Distributed quantum sensing enhanced by continuous-variable error correction

TL;DR

This paper demonstrates that continuous-variable error correction codes can improve the robustness and scalability of distributed quantum sensing protocols, enabling simultaneous quadrature measurements and restoring Heisenberg scaling under realistic noise conditions.

Contribution

It introduces a novel distributed sensing protocol utilizing continuous-variable error correction to enhance noise resilience and enable simultaneous quadrature sensing.

Findings

Error correction codes restore Heisenberg scaling under noise.

Protocol allows simultaneous measurement of both quadratures.

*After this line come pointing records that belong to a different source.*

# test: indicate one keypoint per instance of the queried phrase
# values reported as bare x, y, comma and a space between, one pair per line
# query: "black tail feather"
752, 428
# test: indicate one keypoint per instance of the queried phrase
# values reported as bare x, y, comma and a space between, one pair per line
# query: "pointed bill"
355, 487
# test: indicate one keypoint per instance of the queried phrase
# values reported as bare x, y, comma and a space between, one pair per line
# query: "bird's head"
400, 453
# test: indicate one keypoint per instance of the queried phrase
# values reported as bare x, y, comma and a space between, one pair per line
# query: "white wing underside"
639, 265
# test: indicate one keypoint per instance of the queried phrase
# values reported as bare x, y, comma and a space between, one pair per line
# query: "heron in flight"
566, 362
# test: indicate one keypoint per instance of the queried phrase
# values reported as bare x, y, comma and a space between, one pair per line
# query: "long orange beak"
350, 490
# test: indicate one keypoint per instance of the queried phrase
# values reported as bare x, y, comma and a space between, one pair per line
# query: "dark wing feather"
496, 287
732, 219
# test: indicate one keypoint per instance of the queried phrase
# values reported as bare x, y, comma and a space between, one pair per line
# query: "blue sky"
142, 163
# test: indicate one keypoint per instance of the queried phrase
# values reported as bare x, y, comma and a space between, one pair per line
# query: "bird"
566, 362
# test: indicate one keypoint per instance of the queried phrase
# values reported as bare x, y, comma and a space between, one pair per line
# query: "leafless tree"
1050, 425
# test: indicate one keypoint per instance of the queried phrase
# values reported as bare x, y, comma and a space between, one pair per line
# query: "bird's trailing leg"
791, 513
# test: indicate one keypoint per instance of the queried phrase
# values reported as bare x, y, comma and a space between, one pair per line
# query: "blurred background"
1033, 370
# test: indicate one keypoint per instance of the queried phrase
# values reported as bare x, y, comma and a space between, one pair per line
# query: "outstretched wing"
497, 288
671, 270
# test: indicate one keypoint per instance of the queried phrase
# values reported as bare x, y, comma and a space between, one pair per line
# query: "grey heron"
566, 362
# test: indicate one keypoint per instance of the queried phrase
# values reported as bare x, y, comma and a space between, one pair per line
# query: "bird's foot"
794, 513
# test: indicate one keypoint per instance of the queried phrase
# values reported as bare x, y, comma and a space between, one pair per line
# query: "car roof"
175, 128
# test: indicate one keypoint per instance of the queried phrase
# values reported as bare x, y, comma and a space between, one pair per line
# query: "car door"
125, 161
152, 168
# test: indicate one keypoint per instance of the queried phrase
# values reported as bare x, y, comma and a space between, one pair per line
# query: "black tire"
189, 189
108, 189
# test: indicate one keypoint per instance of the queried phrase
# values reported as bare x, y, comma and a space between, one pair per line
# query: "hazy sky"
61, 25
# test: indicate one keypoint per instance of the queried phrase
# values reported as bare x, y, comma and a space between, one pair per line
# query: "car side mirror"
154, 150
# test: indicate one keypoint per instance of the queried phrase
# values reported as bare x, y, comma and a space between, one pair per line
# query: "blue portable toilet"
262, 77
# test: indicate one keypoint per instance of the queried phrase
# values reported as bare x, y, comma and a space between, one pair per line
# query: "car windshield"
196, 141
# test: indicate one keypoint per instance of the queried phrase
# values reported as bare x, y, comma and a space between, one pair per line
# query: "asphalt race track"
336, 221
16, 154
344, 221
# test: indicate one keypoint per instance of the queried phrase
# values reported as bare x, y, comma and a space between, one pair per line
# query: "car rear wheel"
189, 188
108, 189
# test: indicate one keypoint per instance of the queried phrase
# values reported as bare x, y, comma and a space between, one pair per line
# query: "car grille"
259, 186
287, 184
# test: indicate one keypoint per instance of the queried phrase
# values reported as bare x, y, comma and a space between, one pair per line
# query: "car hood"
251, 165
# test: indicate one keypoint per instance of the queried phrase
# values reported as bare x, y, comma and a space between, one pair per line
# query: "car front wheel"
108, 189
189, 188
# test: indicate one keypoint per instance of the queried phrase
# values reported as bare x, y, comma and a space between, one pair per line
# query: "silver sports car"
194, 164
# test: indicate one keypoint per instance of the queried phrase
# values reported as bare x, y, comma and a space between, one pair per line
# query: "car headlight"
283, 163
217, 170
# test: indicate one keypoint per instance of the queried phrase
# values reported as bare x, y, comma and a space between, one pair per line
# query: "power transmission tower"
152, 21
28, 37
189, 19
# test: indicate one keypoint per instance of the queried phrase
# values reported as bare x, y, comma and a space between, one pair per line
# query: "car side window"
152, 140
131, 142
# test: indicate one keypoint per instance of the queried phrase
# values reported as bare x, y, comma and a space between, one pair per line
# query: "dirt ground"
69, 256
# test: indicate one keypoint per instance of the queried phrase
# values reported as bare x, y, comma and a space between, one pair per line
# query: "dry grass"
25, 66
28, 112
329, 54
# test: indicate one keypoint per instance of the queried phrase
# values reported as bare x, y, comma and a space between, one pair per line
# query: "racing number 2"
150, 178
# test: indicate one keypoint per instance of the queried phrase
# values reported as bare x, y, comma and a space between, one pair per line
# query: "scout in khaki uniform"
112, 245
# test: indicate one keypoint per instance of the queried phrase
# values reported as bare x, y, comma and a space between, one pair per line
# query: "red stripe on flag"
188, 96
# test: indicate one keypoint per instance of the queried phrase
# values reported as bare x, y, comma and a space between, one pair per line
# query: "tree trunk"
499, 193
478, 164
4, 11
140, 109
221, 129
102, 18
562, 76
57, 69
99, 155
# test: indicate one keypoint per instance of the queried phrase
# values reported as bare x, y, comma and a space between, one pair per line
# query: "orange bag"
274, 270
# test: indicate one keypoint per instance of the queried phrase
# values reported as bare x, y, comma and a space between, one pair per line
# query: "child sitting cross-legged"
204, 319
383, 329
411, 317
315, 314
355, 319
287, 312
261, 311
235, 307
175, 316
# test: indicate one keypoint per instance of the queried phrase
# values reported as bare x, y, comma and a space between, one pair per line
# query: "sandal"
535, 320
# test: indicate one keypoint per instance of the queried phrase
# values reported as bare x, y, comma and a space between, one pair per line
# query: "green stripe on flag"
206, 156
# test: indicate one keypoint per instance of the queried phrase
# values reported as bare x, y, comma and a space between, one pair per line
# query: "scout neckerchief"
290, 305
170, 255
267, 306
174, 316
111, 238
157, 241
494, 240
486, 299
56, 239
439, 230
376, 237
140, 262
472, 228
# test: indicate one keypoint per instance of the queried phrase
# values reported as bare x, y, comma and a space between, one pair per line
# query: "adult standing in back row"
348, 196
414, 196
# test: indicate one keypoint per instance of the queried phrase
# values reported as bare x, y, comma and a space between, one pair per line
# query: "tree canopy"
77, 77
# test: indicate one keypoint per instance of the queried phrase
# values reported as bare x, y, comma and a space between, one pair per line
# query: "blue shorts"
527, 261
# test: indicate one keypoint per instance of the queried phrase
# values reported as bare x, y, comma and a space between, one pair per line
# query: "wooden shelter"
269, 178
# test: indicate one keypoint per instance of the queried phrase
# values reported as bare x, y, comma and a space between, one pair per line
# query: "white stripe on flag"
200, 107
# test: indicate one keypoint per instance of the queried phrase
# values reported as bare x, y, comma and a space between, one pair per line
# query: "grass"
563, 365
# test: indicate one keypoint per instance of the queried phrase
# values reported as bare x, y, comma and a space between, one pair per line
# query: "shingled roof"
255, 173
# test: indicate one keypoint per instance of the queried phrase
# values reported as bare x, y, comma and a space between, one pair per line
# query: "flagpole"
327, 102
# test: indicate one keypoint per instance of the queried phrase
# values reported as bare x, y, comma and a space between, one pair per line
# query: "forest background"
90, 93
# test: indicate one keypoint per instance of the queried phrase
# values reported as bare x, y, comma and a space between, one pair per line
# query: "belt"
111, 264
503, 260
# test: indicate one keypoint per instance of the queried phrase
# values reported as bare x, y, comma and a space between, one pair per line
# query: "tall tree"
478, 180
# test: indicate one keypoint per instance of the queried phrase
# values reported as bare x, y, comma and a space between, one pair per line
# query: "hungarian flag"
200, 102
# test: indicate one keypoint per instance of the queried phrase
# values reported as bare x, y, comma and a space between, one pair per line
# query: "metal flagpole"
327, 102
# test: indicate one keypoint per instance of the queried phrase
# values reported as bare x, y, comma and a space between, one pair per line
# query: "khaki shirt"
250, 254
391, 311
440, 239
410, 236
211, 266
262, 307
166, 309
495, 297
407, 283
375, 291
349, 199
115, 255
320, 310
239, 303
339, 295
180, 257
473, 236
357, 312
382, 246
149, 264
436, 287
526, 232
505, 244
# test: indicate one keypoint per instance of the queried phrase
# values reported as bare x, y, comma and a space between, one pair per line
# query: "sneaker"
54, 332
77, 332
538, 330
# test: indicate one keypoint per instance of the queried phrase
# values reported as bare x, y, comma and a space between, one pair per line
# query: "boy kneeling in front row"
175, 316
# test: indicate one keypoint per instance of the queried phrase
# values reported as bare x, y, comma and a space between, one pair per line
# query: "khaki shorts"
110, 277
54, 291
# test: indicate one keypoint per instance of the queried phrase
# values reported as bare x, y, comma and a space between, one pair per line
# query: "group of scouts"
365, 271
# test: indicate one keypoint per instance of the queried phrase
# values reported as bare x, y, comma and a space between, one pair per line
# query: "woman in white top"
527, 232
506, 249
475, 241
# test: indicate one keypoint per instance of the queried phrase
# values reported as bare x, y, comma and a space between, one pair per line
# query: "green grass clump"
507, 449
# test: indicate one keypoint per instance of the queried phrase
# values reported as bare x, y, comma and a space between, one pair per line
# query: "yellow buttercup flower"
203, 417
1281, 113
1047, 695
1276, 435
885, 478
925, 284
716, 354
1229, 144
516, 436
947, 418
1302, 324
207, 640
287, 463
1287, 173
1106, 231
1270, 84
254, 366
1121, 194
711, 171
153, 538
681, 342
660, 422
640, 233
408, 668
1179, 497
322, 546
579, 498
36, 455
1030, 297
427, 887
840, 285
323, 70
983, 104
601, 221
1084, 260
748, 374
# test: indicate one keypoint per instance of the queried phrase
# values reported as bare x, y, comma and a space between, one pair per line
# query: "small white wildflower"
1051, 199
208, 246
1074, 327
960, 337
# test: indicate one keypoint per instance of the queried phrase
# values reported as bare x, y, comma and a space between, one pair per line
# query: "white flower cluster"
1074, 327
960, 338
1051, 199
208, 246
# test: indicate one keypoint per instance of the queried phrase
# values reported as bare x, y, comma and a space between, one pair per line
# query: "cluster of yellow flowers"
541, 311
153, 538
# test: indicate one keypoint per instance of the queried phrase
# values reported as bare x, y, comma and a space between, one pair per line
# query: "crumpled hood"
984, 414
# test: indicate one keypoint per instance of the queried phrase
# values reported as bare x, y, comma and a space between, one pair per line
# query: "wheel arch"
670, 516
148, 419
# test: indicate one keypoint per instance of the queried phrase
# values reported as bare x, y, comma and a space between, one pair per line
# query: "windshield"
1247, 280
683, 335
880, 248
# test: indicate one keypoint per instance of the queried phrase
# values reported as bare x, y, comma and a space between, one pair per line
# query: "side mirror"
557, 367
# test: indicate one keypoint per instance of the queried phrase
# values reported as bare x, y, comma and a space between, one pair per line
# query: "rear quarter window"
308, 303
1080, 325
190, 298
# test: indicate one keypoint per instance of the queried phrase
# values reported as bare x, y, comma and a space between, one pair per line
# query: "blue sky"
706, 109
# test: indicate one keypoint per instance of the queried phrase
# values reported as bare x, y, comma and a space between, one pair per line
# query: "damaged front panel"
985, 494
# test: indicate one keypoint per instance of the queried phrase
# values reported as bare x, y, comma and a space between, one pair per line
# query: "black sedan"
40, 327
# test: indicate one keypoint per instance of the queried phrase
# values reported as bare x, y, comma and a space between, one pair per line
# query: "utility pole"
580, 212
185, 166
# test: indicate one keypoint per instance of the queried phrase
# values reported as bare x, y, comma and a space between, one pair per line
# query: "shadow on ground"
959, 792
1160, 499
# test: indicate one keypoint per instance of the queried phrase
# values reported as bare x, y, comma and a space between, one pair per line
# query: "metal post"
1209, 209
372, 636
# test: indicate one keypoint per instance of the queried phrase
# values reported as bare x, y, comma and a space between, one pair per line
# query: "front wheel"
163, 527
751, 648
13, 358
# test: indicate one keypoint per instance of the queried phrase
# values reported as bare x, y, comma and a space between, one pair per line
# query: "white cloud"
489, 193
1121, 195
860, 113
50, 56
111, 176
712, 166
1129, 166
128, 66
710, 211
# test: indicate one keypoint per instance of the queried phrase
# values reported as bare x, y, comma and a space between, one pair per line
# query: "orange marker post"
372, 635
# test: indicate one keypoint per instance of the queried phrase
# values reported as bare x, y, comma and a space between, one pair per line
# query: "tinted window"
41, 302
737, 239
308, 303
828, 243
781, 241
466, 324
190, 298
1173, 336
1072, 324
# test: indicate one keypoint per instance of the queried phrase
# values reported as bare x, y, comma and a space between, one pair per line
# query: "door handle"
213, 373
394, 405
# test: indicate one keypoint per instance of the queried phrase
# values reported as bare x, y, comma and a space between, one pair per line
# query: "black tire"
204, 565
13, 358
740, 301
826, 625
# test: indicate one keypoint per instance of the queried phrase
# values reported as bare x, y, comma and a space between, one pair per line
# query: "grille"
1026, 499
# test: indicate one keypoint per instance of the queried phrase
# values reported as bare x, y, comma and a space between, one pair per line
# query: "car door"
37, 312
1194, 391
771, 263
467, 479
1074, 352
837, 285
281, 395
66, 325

Enhanced robustness against loss and noise in quantum sensing.

Abstract

A distributed sensing protocol uses a network of local sensing nodes to estimate a global feature of the network, such as a weighted average of locally detectable parameters. In the noiseless case, continuous-variable multipartite entanglement shared by the nodes can improve the precision of parameter estimation relative to the precision attainable by a network without shared entanglement; for an entangled protocol, the root-mean-square estimation error scales like $1/M$ with the number $M$ of sensing nodes, the so-called Heisenberg scaling, while for protocols without entanglement, the error scales like $1/\sqrt{M}$. However, in the presence of loss and other noise sources, although multipartite entanglement still has some advantages for sensing displacements and phases, the scaling of the precision with $M$ is less favorable. In this paper, we show that using continuous-variable error correction codes can enhance the robustness of sensing protocols against imperfections and reinstate Heisenberg scaling up to moderate values of $M$. Furthermore, while previous distributed sensing protocols could measure only a single quadrature, we construct a protocol in which both quadratures can be sensed simultaneously. Our work demonstrates the value of continuous-variable error correction codes in realistic sensing scenarios.